Internal Solenoid Switch
This is the switch that is found inside the solenoid unit. This switch is responsible for allowing your vehicle's engine and the starter motor to have contact. This connection is required for the starter motor to turn and without it your vehicle will not start up properly. Also, remember that the starter motor is responsible for turning the engine and it is not the action of turning a key in the ignition that provides the power to do so.

Switch for the Solenoid
By turning the key in the ignition there will be a switch that provides power to the solenoid unit. This is what this switch is responsible for doing. It is sometimes referred to as the starter solenoid switch but in general it is just the switch that is used to operate the solenoid. Both switches are equally as important as neither can do their job appropriately if they are not both in working order.

How the Starter Motor Works
The starter motor is used to turn the engine so your vehicle can start up. These switches play an important role in this process. Within the starter are two different vital components – the DC electric motor and the starter solenoid unit. The starter motor must have a lot of power being supplied for the engine to turn. This is the reason for the starter solenoid being connect (via cables) to your vehicle's battery.

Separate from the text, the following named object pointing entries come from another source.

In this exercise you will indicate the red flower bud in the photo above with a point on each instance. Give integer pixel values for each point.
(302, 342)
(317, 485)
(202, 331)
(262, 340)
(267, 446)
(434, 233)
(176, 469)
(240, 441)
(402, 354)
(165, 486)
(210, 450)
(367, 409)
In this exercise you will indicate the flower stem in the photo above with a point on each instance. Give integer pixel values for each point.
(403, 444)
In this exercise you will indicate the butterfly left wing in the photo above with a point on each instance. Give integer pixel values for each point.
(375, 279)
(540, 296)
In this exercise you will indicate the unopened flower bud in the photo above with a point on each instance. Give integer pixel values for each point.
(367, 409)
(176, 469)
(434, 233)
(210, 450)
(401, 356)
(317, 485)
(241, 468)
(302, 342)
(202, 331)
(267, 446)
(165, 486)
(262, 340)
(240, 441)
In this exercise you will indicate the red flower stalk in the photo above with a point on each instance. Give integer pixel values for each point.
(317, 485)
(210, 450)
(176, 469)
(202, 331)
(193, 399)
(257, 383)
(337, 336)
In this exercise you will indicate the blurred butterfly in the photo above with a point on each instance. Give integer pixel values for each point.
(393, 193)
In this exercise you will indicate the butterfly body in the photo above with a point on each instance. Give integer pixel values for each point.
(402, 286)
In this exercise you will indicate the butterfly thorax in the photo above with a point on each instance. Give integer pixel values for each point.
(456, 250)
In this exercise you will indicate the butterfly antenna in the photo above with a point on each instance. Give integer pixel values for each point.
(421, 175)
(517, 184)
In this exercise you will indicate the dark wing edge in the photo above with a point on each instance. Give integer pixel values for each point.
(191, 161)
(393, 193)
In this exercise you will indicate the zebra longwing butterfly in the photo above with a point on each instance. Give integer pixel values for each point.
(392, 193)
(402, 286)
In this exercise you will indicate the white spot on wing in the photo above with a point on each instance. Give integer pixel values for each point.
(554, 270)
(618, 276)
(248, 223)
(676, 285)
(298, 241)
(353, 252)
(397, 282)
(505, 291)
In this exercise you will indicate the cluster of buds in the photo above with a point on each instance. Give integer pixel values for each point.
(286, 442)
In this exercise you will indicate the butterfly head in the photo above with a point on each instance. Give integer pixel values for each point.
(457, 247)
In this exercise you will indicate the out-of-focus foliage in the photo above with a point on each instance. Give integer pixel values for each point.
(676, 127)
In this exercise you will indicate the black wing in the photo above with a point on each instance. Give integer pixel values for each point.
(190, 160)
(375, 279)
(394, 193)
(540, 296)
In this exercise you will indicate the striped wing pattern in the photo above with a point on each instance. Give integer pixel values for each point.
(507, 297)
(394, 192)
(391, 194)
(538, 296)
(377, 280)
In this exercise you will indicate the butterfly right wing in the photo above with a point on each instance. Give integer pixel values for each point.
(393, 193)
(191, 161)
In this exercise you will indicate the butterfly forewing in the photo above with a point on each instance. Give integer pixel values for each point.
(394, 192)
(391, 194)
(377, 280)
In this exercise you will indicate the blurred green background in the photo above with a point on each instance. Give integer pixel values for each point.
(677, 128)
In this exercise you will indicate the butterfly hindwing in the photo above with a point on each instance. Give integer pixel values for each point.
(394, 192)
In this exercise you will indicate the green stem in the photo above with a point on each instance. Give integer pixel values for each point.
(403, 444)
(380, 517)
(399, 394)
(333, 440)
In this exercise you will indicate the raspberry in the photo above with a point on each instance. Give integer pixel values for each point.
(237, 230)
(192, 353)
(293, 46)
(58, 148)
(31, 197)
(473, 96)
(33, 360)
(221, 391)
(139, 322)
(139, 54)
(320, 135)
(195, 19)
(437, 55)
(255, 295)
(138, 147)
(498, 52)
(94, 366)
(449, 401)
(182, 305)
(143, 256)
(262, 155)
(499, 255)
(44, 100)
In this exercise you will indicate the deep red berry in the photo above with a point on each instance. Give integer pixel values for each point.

There is an electric switch that will close the circuit once it is in use. This will then allow the starter motor and battery to have an open flow which means that your starter is being provided sufficient power to the turn the engine. During this process, the starter gear will be pushed ahead so it can work with the flywheel within your vehicle's engine. All of this is activated once you turn your car key in the ignition to start your vehicle. Basically, turning the ignition key will activate the solenoid, which in return will provide power to the starter motor and the motor can turn the engine.

The starter solenoid has other contents as well which would be worth mentioning but this article has covered the importance of the switches and the basics of how the starter system works. You may want to read up more on all the components within the starter system so you have a full understanding on how it works and what features are included.